Culture and education key to zero-waste ambition

Like many organisations, Ports of Auckland’s (POAL) sights are set on a more environmentally conscious future. Realising that you’ve got to fix things in your own backyard before attempting to change the world, the port operator is taking a multi-pronged approach to sustainability, targeting the reduction of port-generated and office-based waste, along with greenhouse gas emissions, and more efficient systems for its warehouses.

Whereas greenhouse gas minimisation and energy efficient systems are all about process and technology improvements, minimising waste involves training and motivating certain behaviours. 

OBJECTIVES

POAL’s vision for zero-waste to landfill by 2040 spearheads the company’s broader commitment to the environment. A critical first step in the port operator’s strategy, was identifying waste streams for diversion from landfill. However, successful diversion hinged on securing ‘buy-in’ from 500-plus staff.

SOLUTION

POAL’s first move was to introduce waste and recycling bins, colour-coded according to internationally recognised standards.

Sizing up the mountain of landfill waste coming from staff cafeterias, the port operator installed two custom-made waste stations to ensure staff placed their waste in the correct bins to separate organics, mixed recycling (cans and bottles), and residual landfill waste.

In tandem, strategically placed colour-coded bin stations replaced under-desk bins throughout offices at the port facilities. Each station includes an additional option for paper recycling.

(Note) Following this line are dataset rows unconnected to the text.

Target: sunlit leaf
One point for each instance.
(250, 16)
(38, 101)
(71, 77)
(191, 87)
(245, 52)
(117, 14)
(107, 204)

This move alone, has eliminated hundreds of single-use plastic bags once used to line waste bins located under desks. It’s a big win for cleaners too, who now manage waste from five central locations rather than having to dive under hundreds of office desks. 

RESULTS

Eighteen months on from launching its waste minimisation initiative with EnviroWaste, POAL is diverting 68% of waste from landfill at its waterfront site in Auckland.

A considerable portion of diverted waste is organic green and food matter. With support from EnviroWaste, POAL is now contributing over 56 tonnes of organic material to a composting facility in Auckland.

POAL’s Waste Team reports progress and updates staff with new initiatives, keeping the programme top of mind. The team also casts an eye to procurement, with a view to selecting products aligned to waste minimisation.

With plenty of scope for improvement, the company is turning up the dial on awareness and education, using workplace champions to spread the word and show the way for staff to do their bit for a zero-waste workplace.

Nigel Ironside, a senior environmental advisor at POAL, concedes that there’s still work to do for the port to reach its zero-waste goal by 2040. “Rome wasn’t built in a day,” he said. “Waste minimisation shouldn’t be daunting. Get started and opportunities to reduce waste will appear.

“EnviroWaste is an invaluable partner in our waste minimisation journey, providing support and the opportunity to bounce around ideas,” said Ironside. “They also help us to navigate industry changes, prioritise our focus in the short-term, and highlight bigger plays to achieve our longer-term aspirations.”